Saturday, February 4, 2012

Implementing Circles example

This week I reimplemented part of Conic Sections 1 model from NetLogo. In the model turtles seek to to be in target distance from center.

My code takes only one center point, so only circles can be obtained. Apart from turtle location plot given in NetLogo implementation I added:
1. plot showing maximal difference between turtle distance and target distance;
2. decreasing turtle step size.
Here is the plot showing final simulation state, but it is also nice to watch the simulation run:

Below is the code generating the simulation:
```# n: number of turtles
# p.x, p.y: location of center
# range: turtles have random position from [0,range]
#        and will move in random angle a
# step: how fast turtles move
# target: target distance from center
# time: simulation time
init <- function(n, p.x, p.y, range, step, target, time) {
sim <- list(
turtles = data.frame(x = runif(n, max = range),
y = runif(n, max = range),
a = runif(n, max = 2 * pi)),
p.x = p.x, p.y = p.y, step = step, target = target,
time = time, max.dist = rep(NA, time))

# Calculate turtle distance from center
sim\$turtles\$dist <- sqrt((sim\$turtles\$x - p.x) ^ 2 +
(sim\$turtles\$y - p.y) ^ 2)
return(sim)
}

step <- function(sim) {
x <- sim\$turtles\$x
y <- sim\$turtles\$y

# Remember last distance and save current distance
o.dist <- sim\$turtles\$dist
n.dist <- sqrt((x - sim\$p.x) ^ 2 + (y - sim\$p.y) ^ 2)
sim\$turtles\$dist <- n.dist

# For turtles that are too far and are moving out
# or too close and are moving in randomly change direction
w.dist <- ((n.dist < o.dist) & (n.dist < sim\$target)) |
((n.dist > o.dist) & (n.dist > sim\$target))
sim\$turtles\$a[w.dist] <- runif(sum(w.dist), max = 2 * pi)

sim\$turtles\$x <- x + sin(sim\$turtles\$a) * sim\$step
sim\$turtles\$y <- y + cos(sim\$turtles\$a) * sim\$step
return(sim)
}

do.plot <- function(sim) {
rng <- quantile(c(sim\$turtles\$x, sim\$turtles\$y),
c(0.05, 0.95))
rng <- round(rng, -1) + c(-10, 10)
par(mai = rep(0.5, 4), mfrow = c(1, 2))
plot(sim\$turtles\$x, sim\$turtles\$y, pch = ".",
xlim = rng, ylim = rng, xlab = "", ylab = "",
main = "Turtle location")
points(sim\$p.x, sim\$p.y, col = "red", pch = 20, cex = 2)
plot(sim\$max.dist, type = "l",
ylim = c(0, max(sim\$max.dist, na.rm = TRUE) + 5),
xlab = "", ylab = "", main = "Max difference from target")
}

run <- function(sim) {
for (i in 1:sim\$time) {
sim <- step(sim)
sim\$step <- sim\$step * 127 / 128
sim\$max.dist[i] <- max(sim\$turtles\$dist) - sim\$target
do.plot(sim)
}
}

sim <- init(4096, 128, 128, 256, 2, 128, 512)
set.seed(0)
run(sim)
```

1. Very fun to run and watch!

You are decreasing the step size at a constant rate: the new step is (127/128) of the previous. For some initial conditions this might be too slow or too fast. I wonder if you can tie the rate to the number of simulations?

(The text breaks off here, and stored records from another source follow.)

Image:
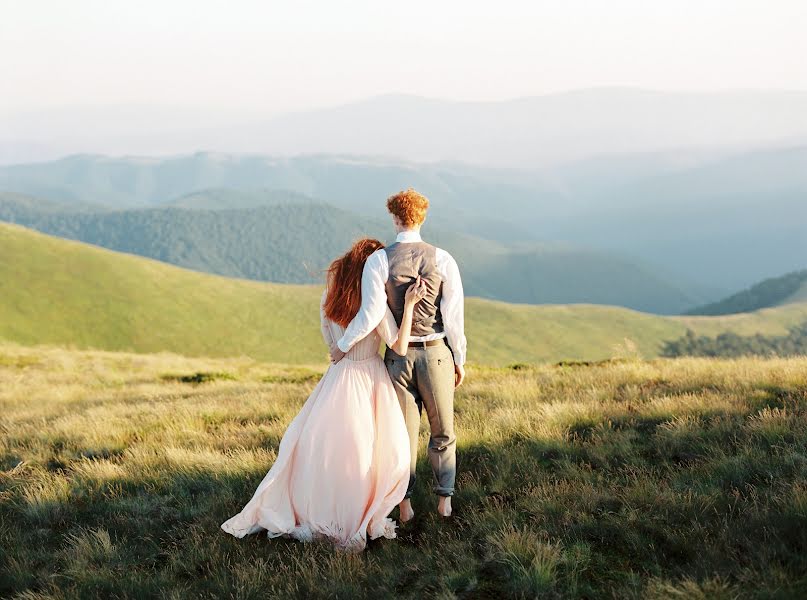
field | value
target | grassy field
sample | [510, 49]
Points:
[628, 479]
[53, 291]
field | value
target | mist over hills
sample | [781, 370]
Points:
[294, 243]
[525, 132]
[113, 301]
[775, 291]
[706, 221]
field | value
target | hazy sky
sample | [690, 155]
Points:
[273, 56]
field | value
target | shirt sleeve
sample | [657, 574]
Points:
[373, 301]
[452, 306]
[323, 322]
[388, 328]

For example, if you use
r <- (1e-2)**(1/sim\$time)
...
sim\$step <- sim\$step * r
then the step is getting very small at about the same time that the simulation ends.

2. Another option is to use adaptive step size:

sim\$step <- (max(sim\$turtles\$dist) - sim\$target) / 16

Interestingly for small divisors (for given parameters treshold seems to be around 10) the process diverges due to randomness of angle.